When inhabited the island had schools, a hospital, a temple, shrine, a brothel, cinema, and a pachinko parlor. All things that are needed for a civilized life. However absolutely everything had to be shipped in from the mainland including all the fresh water.
The guides give plenty of explanations and information (in japanese only), and the island has applied for World Heritage status, but they would need to make an effort to make information available in English. Of course there is a part of Gunkanjima's history that the guides don't mention.
During the last years of the war the mine, like most mines in Japan at that time, was worked by slaves, mostly Korean and Chinese. The slaves were of course not paid, and the regulations for controlling the slaves called for
"extreme camp security, inferior clothing, overcrowded sleeping quarters, primitive sanitation with no bathing facilities, limited medical care, and minimal amounts of the poorest quality food—which was to be withheld as necessary to ensure discipline."

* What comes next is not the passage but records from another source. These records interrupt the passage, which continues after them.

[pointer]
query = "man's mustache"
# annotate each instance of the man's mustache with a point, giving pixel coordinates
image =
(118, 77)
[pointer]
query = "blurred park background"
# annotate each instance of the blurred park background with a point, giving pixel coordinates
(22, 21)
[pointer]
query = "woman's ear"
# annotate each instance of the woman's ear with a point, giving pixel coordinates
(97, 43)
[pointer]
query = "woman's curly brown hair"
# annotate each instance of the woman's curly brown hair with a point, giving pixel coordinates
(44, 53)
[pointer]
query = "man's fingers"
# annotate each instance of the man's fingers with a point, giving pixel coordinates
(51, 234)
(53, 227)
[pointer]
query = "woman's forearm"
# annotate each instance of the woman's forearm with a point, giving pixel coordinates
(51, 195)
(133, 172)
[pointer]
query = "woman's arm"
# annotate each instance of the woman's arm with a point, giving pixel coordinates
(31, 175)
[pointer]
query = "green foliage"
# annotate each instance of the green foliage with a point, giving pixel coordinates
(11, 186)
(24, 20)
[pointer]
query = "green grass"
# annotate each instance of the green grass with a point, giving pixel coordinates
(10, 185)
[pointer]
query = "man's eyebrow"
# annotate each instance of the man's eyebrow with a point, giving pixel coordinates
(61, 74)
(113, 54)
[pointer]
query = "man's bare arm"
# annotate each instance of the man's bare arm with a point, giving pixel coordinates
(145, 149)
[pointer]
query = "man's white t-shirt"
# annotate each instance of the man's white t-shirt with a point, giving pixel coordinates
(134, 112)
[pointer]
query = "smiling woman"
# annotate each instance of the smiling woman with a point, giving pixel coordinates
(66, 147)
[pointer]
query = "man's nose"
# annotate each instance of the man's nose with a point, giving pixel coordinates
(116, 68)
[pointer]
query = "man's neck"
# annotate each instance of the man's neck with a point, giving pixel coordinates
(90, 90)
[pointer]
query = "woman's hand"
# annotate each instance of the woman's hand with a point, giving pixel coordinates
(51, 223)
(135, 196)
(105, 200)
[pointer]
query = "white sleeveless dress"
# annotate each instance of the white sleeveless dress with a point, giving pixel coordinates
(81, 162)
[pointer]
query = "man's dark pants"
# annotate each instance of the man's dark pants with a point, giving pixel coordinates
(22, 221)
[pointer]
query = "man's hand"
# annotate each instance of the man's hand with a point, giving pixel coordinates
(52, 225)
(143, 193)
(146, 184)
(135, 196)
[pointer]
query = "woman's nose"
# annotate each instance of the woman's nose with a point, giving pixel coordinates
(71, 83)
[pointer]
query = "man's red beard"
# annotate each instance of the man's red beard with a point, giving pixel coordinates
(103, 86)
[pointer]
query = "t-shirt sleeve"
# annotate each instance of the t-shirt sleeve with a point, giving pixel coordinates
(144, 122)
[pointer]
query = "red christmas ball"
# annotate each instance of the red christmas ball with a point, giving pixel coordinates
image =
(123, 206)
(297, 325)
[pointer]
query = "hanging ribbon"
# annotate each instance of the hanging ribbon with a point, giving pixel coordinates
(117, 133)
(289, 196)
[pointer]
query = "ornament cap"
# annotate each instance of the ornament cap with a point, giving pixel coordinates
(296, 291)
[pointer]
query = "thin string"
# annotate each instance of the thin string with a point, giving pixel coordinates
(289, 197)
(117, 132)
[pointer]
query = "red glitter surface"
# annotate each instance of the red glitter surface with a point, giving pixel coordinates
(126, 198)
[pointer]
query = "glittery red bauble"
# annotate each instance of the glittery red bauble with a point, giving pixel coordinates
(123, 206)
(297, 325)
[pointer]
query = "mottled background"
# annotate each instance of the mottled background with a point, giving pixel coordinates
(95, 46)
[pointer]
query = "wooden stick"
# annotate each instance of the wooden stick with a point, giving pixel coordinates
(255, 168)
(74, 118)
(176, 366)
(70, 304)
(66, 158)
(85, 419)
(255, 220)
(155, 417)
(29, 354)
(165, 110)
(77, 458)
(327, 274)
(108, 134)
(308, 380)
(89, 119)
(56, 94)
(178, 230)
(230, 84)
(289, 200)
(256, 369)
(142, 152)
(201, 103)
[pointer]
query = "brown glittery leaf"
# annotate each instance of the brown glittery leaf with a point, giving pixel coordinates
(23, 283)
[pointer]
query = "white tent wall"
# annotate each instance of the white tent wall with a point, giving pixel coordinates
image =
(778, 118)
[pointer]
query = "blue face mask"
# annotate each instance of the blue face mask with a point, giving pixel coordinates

Obviously, the death rate was very high.
While some Japanese companies that used slave labor have apologised and paid compensation, Mitsubishi, probably the company that benefited most from slave labor, have absolutely refused to pay anything, and their continued denials make for a sad indictment of Japanese corporate greed, though the main thrust of their argument is that to admit to it would saddle Japan with "a mistaken burden of the soul" for hundreds of years. An excellent article on the subject is
here
To make the place a World heritage Site without dealing with this unsavory episode of its history would be a mistake, I think.